Maintenant que les poussins sont nés, je suis de retour quotidiennement sur la manchotière quand les conditions météos le permettent (pas souvent ces jours-ci…). J’observe les tentatives de kidnapping de petits et le retour des pétrels géants (parfois exactement le même jour que la première éclosion observée). Pour l'observation des pétrels géants, il s’agira de comptages et de lectures de bagues dans le cadre du suivi de la population. Pendant ce temps, certains manchots ayant raté leur reproduction tentent de voler les poussins des autres, avec parfois une fin tragique pour le poussin. On nomme cette action, le rapt. Ces manchots sans poussin appelés « inemployés » sont poussés à l’acte à cause de l’hormone liée au soin parental présente en forte concentration chez eux. Mon travail consiste à observer les rapts pour mieux les comprendre. Heureusement, dans beaucoup de cas les parents défendront suffisamment bien leur poussin pour le protéger et je n’aurais pas à être le spectateur de destins tragiques.
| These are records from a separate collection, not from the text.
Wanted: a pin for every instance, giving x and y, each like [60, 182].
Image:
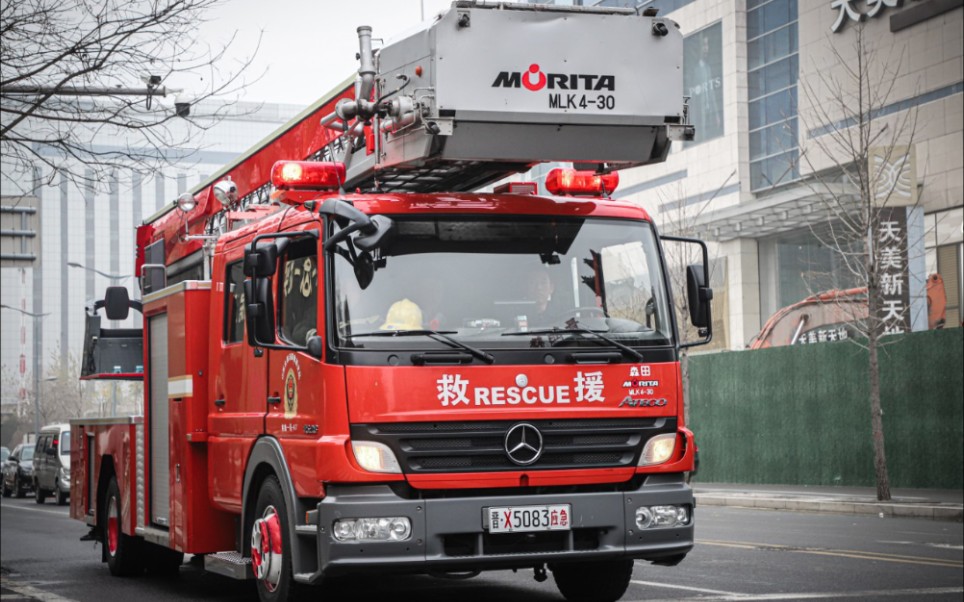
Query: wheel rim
[266, 551]
[113, 527]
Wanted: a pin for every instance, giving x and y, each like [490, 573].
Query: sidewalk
[934, 504]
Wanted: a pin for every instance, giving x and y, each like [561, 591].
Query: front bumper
[448, 535]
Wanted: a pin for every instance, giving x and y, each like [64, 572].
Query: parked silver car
[51, 464]
[18, 471]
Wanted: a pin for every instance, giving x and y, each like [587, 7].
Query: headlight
[390, 528]
[650, 517]
[658, 449]
[375, 457]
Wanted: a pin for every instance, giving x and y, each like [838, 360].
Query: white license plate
[521, 519]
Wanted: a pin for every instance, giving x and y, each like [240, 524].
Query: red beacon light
[307, 175]
[573, 182]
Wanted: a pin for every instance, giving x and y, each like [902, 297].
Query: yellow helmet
[403, 315]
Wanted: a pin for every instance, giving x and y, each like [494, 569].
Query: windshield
[487, 282]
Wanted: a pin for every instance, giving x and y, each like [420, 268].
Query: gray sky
[307, 46]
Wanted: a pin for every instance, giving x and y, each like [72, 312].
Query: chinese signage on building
[893, 175]
[856, 10]
[890, 240]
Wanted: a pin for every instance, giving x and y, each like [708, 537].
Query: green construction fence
[801, 415]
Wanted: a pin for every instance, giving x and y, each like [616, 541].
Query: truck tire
[271, 545]
[601, 581]
[122, 551]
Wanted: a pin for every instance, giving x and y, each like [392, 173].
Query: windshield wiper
[440, 335]
[578, 329]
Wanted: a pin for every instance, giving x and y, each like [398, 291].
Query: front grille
[436, 447]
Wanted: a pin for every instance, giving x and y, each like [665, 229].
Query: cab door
[295, 383]
[236, 417]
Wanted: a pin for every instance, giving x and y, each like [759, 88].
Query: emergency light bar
[311, 175]
[572, 182]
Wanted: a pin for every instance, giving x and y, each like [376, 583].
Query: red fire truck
[353, 363]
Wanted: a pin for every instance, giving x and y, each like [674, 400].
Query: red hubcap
[266, 555]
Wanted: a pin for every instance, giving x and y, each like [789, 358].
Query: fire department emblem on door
[292, 374]
[291, 394]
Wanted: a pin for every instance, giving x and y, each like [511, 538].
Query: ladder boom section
[303, 137]
[486, 91]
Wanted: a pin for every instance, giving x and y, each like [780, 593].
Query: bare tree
[63, 395]
[68, 73]
[858, 143]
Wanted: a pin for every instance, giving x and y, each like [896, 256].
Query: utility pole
[36, 373]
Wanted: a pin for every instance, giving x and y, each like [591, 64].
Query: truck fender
[267, 457]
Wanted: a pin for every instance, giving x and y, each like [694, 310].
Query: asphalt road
[740, 555]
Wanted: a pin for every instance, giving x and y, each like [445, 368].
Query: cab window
[298, 294]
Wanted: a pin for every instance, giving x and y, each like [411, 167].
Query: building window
[795, 265]
[772, 73]
[703, 81]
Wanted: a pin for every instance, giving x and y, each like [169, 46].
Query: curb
[861, 507]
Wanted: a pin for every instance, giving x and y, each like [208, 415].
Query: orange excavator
[832, 315]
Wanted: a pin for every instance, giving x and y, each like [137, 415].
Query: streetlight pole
[115, 279]
[36, 373]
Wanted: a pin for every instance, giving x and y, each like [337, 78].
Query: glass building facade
[772, 73]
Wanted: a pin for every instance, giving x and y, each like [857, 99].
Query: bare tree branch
[103, 45]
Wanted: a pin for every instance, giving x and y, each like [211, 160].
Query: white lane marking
[683, 587]
[29, 509]
[33, 593]
[871, 594]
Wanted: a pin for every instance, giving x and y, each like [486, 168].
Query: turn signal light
[312, 175]
[581, 183]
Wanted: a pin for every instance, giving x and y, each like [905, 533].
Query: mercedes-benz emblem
[523, 444]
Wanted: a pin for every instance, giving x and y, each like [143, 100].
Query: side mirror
[316, 347]
[382, 236]
[698, 293]
[698, 296]
[261, 261]
[259, 311]
[117, 303]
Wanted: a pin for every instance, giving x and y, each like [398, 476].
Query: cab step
[229, 564]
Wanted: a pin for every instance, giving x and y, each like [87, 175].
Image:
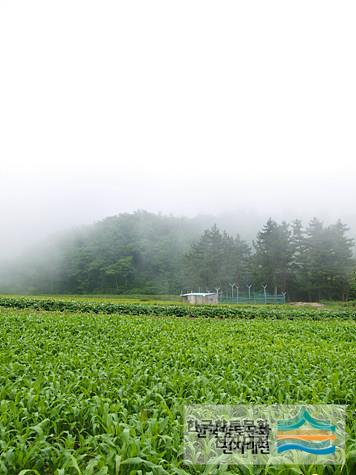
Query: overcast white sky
[182, 107]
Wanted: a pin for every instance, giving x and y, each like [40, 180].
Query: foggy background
[241, 110]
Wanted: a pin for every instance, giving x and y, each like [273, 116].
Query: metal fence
[257, 298]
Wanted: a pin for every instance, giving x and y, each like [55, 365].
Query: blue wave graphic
[309, 450]
[305, 443]
[303, 417]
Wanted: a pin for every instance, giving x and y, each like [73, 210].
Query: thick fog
[242, 110]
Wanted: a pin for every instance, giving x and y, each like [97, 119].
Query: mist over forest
[147, 253]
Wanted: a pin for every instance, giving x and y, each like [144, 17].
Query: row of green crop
[99, 396]
[217, 311]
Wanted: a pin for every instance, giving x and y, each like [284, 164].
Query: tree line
[146, 253]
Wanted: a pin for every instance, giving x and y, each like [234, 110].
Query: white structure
[196, 298]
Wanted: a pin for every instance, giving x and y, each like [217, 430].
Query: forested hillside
[147, 253]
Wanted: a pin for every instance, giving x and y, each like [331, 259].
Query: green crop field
[98, 392]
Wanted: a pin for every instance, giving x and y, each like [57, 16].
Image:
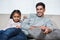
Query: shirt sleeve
[50, 25]
[8, 25]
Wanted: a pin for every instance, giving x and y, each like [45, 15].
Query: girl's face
[16, 17]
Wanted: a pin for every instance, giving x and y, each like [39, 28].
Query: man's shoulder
[46, 18]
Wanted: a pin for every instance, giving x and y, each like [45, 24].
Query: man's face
[40, 10]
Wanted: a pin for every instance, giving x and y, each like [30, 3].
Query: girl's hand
[47, 31]
[31, 27]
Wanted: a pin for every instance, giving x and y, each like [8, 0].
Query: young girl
[13, 30]
[15, 19]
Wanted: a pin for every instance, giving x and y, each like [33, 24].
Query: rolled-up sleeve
[50, 25]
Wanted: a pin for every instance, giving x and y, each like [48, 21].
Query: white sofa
[4, 18]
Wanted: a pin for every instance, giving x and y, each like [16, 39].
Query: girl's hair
[15, 11]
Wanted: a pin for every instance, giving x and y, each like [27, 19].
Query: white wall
[28, 6]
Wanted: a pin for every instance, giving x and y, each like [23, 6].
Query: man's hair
[40, 4]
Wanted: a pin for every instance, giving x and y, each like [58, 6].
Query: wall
[28, 6]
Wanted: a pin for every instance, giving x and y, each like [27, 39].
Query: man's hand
[32, 27]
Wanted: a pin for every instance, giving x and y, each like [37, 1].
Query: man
[39, 22]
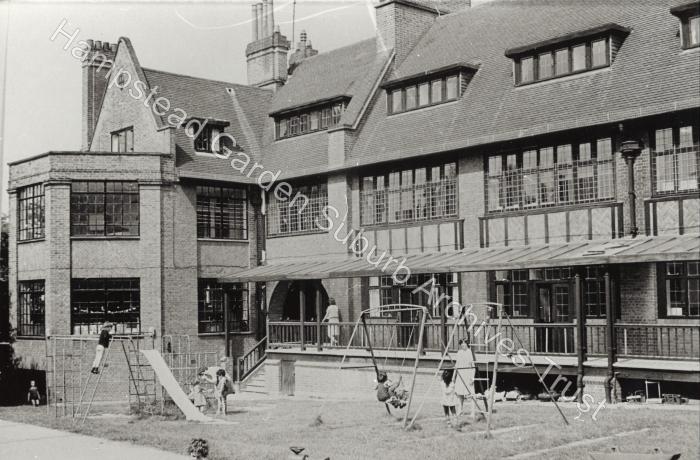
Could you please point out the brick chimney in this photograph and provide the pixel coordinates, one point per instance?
(303, 51)
(97, 64)
(266, 54)
(401, 23)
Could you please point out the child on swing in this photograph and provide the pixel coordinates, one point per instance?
(449, 401)
(389, 392)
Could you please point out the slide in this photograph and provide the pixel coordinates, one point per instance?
(167, 380)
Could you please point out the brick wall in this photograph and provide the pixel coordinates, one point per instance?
(400, 26)
(120, 109)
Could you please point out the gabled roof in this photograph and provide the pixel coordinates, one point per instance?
(650, 74)
(244, 108)
(336, 73)
(352, 71)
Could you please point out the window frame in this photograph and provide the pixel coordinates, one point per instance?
(300, 122)
(237, 293)
(553, 51)
(125, 134)
(673, 153)
(663, 279)
(392, 186)
(104, 204)
(27, 303)
(278, 218)
(443, 81)
(109, 288)
(551, 174)
(34, 197)
(224, 203)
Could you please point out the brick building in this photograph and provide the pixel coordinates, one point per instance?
(542, 155)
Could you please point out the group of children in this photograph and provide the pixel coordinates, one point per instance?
(223, 386)
(457, 386)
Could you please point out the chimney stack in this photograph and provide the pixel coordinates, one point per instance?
(97, 64)
(401, 23)
(267, 53)
(303, 51)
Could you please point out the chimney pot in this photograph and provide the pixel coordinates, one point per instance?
(256, 34)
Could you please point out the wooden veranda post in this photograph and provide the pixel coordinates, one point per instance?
(227, 329)
(318, 319)
(610, 335)
(302, 315)
(415, 365)
(580, 336)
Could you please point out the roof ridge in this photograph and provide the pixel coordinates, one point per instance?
(239, 85)
(326, 53)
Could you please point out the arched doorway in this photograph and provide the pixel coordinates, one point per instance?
(285, 300)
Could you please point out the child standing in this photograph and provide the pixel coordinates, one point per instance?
(220, 391)
(33, 395)
(448, 395)
(464, 377)
(197, 396)
(102, 344)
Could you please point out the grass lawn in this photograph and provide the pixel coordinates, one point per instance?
(265, 429)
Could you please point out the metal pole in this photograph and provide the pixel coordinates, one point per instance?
(492, 392)
(581, 336)
(415, 366)
(318, 319)
(227, 329)
(610, 324)
(369, 343)
(302, 314)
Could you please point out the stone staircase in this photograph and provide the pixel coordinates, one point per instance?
(255, 383)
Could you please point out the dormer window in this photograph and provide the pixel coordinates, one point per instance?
(572, 54)
(309, 119)
(123, 140)
(209, 135)
(689, 17)
(429, 88)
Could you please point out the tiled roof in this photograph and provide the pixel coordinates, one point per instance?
(338, 72)
(650, 74)
(353, 71)
(245, 110)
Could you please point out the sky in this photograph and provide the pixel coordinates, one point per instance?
(42, 109)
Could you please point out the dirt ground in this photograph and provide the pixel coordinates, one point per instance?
(267, 428)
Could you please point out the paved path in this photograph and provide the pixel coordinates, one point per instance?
(19, 441)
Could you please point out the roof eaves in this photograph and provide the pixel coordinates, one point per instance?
(599, 30)
(685, 9)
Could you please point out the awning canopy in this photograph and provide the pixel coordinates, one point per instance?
(618, 251)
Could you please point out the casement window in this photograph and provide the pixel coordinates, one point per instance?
(123, 140)
(422, 93)
(675, 160)
(308, 121)
(689, 19)
(550, 175)
(30, 212)
(520, 290)
(571, 54)
(31, 308)
(213, 298)
(210, 136)
(222, 212)
(97, 300)
(516, 297)
(679, 289)
(409, 195)
(434, 291)
(299, 213)
(104, 208)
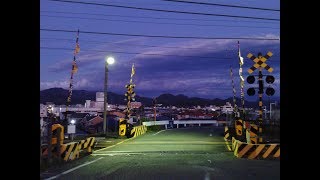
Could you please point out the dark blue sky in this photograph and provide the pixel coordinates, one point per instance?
(194, 67)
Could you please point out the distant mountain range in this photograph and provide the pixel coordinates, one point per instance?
(59, 96)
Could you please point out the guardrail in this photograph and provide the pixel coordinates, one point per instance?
(178, 122)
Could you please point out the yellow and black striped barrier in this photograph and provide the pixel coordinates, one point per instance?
(252, 134)
(255, 151)
(87, 144)
(68, 151)
(227, 138)
(226, 133)
(71, 150)
(239, 127)
(138, 130)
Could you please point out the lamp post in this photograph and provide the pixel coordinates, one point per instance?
(275, 104)
(109, 60)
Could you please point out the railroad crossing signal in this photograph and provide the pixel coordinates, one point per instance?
(260, 62)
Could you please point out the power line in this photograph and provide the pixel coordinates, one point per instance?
(124, 52)
(128, 44)
(170, 11)
(151, 54)
(155, 36)
(188, 19)
(223, 5)
(207, 25)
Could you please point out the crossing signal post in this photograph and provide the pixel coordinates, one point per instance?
(260, 63)
(124, 125)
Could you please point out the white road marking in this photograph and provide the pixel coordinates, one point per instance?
(158, 132)
(207, 176)
(70, 170)
(115, 154)
(112, 145)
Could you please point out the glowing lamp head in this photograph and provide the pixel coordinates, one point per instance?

Le Pétrel Géant de l'Antarctique (PGA), grand amateur de jeunes manchots "Empereur" - Crédit photo: Virgil Decourteille

 Fiche d’identité du manchot Empereur :
- Aptenodytes foresteri
- Environ 54 colonies en Antarctique
- Le seul habitant du continent en hiver ! Tout un continent pour lui (avec quand même 23 voisins bipèdes ici).
- 600 000 individus au total en Antarctique.
- Colonie de l’archipel de pointe géologie (la notre !) : 3500 couples
- Colonie de l’île Coulman (la plus importante) : 25 000 couples
- Mange du krill antarctique (Euphausia superba), des poissons (Pleuragramma antarcticum), et des calamars.


Douglas et virgil... ou Virglas et Dougil.